Introduced in the also superior third season episode "Captain's Holiday" (I've always said the third season was the best season), Vash is a pretty exciting character, a sly hedonist tomb raider played by Jennifer Hetrick. When she visits the Enterprise for the first time in "Qpid" (breaking into Picard's quarters), she's a bit put out to discover that Picard hasn't told anyone about her, despite the fact that the two had been lovers as well as fellow adventurers.
It's a plot that infantilises everyone a little bit. Picard for being so flustered at introducing Vash to his friends and Vash for being so angry that she hasn't been mentioned. The captain of a Federation starship hasn't told his crew that he slept with a thief, and the thief is upset by the faux pas. Does Picard know about everyone Riker's slept with?
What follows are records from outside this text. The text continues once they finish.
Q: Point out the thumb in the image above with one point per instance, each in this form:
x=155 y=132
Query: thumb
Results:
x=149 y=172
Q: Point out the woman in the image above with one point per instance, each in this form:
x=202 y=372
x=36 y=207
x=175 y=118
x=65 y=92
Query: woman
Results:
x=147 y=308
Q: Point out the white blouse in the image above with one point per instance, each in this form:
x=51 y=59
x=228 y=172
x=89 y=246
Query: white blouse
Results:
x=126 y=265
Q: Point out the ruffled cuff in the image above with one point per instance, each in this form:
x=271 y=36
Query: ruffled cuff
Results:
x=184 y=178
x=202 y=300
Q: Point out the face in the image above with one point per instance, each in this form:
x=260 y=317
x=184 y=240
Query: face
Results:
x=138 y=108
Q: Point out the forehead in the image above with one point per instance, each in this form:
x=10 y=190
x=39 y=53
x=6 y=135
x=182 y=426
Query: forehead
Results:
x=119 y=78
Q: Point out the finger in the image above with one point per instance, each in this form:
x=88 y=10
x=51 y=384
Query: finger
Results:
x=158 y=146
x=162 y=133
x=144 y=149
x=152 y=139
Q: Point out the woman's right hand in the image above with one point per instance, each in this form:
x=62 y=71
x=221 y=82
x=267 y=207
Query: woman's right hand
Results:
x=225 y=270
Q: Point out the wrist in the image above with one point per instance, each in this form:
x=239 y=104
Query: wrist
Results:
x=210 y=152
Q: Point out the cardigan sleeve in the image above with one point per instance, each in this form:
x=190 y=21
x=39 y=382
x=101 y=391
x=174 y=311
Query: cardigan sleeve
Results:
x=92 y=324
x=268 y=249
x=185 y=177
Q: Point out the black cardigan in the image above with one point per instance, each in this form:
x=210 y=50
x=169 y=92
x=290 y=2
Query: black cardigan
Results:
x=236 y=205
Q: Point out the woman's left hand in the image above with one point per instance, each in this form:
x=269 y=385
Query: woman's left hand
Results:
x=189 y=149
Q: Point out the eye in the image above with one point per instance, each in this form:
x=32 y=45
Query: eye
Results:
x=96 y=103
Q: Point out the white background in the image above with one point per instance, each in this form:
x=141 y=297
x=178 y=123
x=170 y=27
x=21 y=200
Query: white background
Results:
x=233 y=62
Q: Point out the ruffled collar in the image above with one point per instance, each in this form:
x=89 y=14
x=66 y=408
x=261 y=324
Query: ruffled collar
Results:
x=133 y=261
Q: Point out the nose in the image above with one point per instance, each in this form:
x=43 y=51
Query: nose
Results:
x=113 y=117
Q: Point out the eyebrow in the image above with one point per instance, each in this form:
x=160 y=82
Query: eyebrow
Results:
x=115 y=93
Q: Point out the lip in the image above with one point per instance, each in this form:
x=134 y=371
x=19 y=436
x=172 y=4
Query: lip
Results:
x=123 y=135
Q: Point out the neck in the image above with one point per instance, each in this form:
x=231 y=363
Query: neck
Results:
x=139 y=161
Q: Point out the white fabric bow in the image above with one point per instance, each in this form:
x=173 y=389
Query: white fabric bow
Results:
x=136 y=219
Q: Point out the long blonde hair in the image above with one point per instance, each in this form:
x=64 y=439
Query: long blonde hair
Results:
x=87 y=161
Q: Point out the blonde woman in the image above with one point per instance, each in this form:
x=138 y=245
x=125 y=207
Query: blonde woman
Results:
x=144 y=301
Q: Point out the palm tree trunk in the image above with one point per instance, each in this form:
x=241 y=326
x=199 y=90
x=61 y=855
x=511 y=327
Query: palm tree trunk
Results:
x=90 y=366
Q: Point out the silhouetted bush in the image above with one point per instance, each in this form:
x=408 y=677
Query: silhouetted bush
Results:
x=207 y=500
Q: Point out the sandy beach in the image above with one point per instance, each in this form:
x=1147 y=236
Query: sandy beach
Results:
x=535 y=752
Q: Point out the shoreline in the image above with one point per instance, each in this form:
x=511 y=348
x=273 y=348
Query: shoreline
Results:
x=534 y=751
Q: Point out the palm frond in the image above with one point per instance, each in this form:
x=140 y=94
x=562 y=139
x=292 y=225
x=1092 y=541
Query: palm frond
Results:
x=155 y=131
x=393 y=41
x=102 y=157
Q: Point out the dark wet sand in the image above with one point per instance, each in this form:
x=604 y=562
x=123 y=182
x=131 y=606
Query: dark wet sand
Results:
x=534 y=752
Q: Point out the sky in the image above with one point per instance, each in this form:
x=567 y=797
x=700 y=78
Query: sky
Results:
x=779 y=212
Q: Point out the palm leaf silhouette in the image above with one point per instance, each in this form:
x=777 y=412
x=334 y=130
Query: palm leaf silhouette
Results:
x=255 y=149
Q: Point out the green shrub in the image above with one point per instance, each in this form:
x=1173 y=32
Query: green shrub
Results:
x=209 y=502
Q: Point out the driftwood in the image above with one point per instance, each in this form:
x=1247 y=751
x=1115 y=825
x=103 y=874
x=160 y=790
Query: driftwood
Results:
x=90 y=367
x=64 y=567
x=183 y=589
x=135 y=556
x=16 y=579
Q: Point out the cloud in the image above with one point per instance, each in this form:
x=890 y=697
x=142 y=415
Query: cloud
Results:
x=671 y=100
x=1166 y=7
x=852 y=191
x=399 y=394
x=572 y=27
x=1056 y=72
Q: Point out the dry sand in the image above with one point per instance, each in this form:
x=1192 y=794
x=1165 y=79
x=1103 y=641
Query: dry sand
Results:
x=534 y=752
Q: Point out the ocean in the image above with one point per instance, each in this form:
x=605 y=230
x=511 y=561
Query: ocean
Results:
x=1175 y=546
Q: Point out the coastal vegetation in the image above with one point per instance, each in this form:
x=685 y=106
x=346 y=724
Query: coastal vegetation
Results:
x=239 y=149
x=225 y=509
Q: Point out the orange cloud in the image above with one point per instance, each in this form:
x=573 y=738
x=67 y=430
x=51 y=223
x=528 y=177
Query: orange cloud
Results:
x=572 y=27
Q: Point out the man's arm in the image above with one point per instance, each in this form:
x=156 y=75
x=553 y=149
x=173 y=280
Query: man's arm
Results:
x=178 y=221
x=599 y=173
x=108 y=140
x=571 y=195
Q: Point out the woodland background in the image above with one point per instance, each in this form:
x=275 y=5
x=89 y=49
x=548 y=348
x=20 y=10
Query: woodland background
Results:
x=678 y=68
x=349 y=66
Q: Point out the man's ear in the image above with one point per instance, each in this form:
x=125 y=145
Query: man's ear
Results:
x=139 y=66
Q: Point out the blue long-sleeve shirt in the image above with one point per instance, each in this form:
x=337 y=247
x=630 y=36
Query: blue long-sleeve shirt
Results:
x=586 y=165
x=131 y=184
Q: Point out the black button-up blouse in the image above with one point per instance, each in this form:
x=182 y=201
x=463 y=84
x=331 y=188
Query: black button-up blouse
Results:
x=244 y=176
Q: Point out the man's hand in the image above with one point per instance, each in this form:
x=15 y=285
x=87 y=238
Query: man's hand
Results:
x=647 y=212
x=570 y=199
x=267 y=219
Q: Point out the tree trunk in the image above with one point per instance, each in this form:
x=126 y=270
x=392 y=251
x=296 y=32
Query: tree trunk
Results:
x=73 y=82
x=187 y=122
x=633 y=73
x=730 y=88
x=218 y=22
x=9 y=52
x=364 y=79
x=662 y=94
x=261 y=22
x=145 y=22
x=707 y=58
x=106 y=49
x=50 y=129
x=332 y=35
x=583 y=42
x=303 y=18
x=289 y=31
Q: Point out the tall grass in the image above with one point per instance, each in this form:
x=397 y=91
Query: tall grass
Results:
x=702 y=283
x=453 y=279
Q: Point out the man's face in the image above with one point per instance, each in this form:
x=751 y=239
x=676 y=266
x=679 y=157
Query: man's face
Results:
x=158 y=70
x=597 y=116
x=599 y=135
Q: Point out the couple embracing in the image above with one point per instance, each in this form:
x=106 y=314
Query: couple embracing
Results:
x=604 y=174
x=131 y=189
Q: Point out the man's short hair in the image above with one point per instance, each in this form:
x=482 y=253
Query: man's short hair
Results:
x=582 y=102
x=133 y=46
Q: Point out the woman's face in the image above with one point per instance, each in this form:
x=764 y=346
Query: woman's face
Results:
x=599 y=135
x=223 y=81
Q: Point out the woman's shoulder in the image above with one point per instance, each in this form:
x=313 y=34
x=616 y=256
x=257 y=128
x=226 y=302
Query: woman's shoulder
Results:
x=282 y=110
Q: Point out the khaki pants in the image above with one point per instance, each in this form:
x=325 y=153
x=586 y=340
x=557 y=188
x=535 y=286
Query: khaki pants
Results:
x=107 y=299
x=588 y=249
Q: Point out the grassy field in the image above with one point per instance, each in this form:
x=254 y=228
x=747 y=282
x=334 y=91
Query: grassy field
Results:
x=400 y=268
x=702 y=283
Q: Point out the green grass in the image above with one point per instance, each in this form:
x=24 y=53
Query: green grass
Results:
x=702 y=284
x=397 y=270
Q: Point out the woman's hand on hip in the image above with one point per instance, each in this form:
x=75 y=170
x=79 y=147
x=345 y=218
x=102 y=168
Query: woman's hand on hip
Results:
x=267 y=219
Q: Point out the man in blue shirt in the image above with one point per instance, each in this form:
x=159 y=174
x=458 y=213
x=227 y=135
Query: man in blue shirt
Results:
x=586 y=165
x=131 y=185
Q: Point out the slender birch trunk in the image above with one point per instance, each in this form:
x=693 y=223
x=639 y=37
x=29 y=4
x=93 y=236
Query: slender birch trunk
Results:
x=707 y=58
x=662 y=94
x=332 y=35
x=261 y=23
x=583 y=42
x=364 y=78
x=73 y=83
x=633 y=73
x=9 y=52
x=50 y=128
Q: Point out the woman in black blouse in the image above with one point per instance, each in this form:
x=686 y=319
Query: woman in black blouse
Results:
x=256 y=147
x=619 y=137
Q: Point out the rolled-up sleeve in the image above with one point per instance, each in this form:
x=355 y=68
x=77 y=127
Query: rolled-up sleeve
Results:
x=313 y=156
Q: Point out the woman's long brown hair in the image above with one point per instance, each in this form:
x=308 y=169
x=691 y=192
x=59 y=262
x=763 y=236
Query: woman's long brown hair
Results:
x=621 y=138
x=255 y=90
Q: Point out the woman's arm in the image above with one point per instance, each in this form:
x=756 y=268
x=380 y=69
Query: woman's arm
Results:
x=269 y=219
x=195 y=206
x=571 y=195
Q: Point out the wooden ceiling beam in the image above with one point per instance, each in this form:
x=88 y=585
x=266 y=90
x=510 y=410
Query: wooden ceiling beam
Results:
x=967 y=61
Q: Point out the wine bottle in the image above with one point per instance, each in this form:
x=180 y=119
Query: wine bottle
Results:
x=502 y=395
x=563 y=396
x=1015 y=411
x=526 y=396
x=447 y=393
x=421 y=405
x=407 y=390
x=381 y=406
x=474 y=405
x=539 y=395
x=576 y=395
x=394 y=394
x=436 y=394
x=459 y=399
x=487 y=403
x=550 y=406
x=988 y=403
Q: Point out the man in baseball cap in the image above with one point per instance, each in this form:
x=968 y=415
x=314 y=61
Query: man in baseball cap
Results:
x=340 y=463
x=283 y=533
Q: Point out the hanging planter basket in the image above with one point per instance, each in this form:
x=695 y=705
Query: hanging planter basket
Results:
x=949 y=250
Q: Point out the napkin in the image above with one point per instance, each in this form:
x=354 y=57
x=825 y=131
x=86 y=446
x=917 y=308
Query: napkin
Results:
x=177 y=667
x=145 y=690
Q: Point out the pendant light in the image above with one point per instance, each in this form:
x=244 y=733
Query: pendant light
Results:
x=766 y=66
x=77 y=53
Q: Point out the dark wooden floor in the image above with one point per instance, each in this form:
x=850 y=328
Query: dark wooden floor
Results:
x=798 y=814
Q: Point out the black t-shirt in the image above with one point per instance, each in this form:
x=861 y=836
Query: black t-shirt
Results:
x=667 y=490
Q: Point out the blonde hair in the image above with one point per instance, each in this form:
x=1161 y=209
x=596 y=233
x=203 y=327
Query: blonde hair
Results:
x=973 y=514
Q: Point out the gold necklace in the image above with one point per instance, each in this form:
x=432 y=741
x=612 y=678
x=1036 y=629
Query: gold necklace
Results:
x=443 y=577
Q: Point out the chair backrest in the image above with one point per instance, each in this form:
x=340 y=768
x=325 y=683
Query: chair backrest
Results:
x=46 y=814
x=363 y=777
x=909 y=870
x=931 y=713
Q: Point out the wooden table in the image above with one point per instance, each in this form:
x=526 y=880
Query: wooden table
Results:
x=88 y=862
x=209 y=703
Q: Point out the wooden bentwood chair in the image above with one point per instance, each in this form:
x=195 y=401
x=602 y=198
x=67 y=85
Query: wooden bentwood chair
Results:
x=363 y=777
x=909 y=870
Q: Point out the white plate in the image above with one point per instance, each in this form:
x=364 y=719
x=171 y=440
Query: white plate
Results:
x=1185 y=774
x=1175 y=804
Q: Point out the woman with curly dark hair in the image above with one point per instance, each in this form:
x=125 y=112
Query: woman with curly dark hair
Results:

But both Hetrick and Patrick Stewart are very good in the episode. Hetrick's good at being genuinely charming and deceptive--she never gives any big winks to the camera; if we didn't know from story events that she's lying to certain people she's trying to seduce, we wouldn't know either. And I like her slightly delayed reaction when Beverly first tells her Picard hasn't mentioned her. Even better is Patrick Stewart who somehow makes it look plausible that in this matter the consummately mature captain can be blushing boy.
Q decides it would be a good idea to turn this into a Robin Hood story with Picard as Robin Hood and Vash as Maid Marian. Not that the themes in any way reflect the stories of Robin Hood.
Amusingly, Q is at a loss at first when Vash happily goes along with the idea of marrying Guy of Gisbourne but before long she's playing the damsel in distress he wants.
There's a big sword battle at the end where the men fight while Troi and Crusher awkwardly drop flower pots on people's heads. This already seemed cock-eyed to me, then I read on the episode's Memory Alpha Page:
Ironically, Marina Sirtis [Troi] and Gates McFadden [Crusher] were the only members of the cast that were trained in sword fighting, but only the men were allowed to use swords.
The entry has a quote from the episode's director, Cliff Bole;
I got a few letters about 'Qpid' that the women who wrote asked why weren't the ladies involved in a more modern way with the fighting. It was my feeling that we went back to the 12th century and we were doing the 12th century, and I can't change history.
Yes, like the historically accurate moment when Data takes some little breaker out of his arm and makes a bomb. Not to mention, with all the nods to the Errol Flynn movie, it's pretty clearly a fantasy version of the middle ages. Ugh.